Offline IMDB Data Parser


So I've looked around a bit and it is quite clear that the Emby project does not condone the scraping of websites to aquire data in accordance with the websites terms of use.


However I was wondering whether the non-commercial IMDB data dump that they make available for download via FTP would be a viable source of metadata as it is free for non-commercial personal use as long as you don't put it onto the WWW as a competitor to imdb itself.


The metadata is a rather large datadump especially when decompressed but should be manageable especially if you parse it once and put it into a non text file based database (which you may do for non-commercial personal use)


Is there any specific argument against using this data or has noone bothered so far to write a plugin that leverages this data but such a plugin would be appreciated?

Writing a plug-in for our system that used this data would be the same thing as creating a competitor to IMDb and would not fall under non-commercial personal use.


I had a line of communications with IMDb a while back and they said they hoped to provide some less-expensive options for products like us but they haven't done it yet.  I'll ping my contact again and see the status.

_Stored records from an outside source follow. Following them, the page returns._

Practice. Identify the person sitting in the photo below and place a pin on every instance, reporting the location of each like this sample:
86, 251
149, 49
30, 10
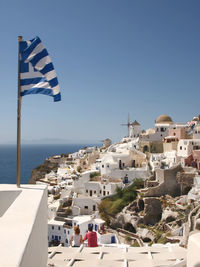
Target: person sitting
91, 237
102, 230
76, 238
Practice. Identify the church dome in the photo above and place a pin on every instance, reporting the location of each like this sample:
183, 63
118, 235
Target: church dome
164, 119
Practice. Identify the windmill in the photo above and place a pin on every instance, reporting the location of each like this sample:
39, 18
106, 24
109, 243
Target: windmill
127, 124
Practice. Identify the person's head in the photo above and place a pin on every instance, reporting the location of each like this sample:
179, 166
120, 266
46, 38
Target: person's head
90, 228
76, 230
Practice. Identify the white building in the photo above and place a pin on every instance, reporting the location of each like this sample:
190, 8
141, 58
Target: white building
104, 187
134, 129
23, 226
83, 205
60, 232
186, 146
162, 125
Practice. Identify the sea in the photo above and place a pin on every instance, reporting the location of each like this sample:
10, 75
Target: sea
31, 156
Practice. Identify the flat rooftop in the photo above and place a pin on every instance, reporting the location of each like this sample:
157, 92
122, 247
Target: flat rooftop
154, 256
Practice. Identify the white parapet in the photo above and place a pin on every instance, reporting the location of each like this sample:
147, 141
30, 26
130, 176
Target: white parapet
23, 226
193, 255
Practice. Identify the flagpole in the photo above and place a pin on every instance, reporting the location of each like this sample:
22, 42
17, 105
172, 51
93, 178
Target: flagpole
19, 101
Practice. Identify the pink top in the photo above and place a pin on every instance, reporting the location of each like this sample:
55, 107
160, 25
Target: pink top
92, 239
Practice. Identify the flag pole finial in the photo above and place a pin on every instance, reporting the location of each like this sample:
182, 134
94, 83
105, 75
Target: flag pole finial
20, 38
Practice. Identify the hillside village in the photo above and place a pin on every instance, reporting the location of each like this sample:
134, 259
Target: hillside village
151, 176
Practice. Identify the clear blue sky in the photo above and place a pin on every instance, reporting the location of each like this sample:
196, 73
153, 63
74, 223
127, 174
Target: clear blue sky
111, 57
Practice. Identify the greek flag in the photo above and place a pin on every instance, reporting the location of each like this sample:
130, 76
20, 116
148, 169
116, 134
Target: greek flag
37, 74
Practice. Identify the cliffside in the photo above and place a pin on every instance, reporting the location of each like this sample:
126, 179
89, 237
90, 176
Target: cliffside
46, 167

But, I'm curious as to what data you feel is missing from our capabilities right now that this would fill in?

Why would that be the same thing? I think there is a big difference between providing a central source that everyone accesses and having a sanctioned local copy that is accessed by a plugin.


I guess this is a matter of opinion as it is often the case but to me the personal use clause would cover something like this, especially seeing as how they already provide software to setup a local mediadb instance.


What about this would be not non-commercial personal use? Its not like you would host the data itself online for everyone, rather every user would have to download the data themselves and set it up personally.


As to why I'm asking about this. I personally don't find the capabilities lacking at this point but after reading a couple of threads it appeared to me that some people at least would be interested in such a feature and I was simply curious why the route I laid out wasn't taken to implement IMDb as a content provider.


Don't get me wrong I'm not complaining about the current state so much as that I'd like to contribute to improve things.

Edited by Blackclaws
I interpreted what you wanted as having a plug-in that accessed a centralized copy of that data - thus providing basically 1,000s of people access to that data through us.


if, instead, each individual had to manually download and set up the data and keep it up to date and then point the plug-in to where it was then, theoretically that would be okay.


However, I see a couple issues with that as well:


1) That seems like a lot of trouble for an end-user for an undefined amount of benefit and


2) It would then be very easy for someone to actually point the plug-in at some sort of centralized copy of the data which would then, IMO, start to violate the spirit of the IMDb terms.